La copie dactylographiée ne semble pas être meilleure. Selon les juges, certaines parties n’ont pas de sens. «We have also been favoured with a typed copy of the court record in this case (…) We have noted that there are a few parts of the record which the typist could not reproduce and other parts which simply do not make sense», ajoutent-ils.

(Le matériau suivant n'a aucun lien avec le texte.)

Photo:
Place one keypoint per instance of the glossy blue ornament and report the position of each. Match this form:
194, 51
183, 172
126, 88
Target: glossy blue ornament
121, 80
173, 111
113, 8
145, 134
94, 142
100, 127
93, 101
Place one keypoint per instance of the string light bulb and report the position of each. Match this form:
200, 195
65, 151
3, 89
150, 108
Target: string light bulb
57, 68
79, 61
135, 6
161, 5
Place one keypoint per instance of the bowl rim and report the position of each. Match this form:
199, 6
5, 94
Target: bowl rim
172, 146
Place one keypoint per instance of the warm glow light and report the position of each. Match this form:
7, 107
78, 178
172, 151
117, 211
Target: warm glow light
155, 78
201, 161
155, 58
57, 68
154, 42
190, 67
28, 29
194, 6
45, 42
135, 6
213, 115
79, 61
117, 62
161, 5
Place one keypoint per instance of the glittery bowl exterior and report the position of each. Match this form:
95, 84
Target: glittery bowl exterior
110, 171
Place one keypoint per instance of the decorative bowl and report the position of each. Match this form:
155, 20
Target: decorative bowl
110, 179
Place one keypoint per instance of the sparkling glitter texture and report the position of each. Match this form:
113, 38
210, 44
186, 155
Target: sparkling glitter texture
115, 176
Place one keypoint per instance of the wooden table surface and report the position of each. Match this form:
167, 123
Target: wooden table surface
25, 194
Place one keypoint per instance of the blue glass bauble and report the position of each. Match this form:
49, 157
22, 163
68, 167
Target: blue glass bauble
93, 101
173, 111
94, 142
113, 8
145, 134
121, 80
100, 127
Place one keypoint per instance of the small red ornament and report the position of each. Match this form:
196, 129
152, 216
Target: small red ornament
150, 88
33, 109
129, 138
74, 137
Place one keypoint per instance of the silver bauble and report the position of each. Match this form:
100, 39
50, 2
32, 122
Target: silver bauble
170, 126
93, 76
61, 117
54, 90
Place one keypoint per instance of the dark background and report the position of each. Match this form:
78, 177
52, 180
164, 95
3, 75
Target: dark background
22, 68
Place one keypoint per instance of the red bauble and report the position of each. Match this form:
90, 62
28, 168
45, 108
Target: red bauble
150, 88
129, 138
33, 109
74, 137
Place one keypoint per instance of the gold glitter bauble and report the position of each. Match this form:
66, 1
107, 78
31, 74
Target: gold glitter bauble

Ils ont fini par renverser la décision du tribunal de Curepipe qui avait condamné la conductrice, Sarita Kumari Boolell, à payer une amende de Rs 5 000. Elle avait été poursuivie dans le sillage d’un accident de la route.
Devoirs
Les juges Prithviraj Fekna et Aruna Devi Narain-Ramloll en ont profité pour rappeler aux magistrats leurs devoirs et responsabilités en inscrivant des témoignages dans le dossier de la cour. Ils ont ainsi indiqué que les magistrats doivent prendre en considération le fait que le court record ne leur est pas uniquement destiné (par exemple pour rédiger leur jugement par la suite), mais est aussi accessible aux avocats des deux parties, aux accusés et au public.
«Justice must not only be done but must be seen to be done», écrivent les juges. Et la meilleure façon pour cela est d’«allow the court record to speak for itself».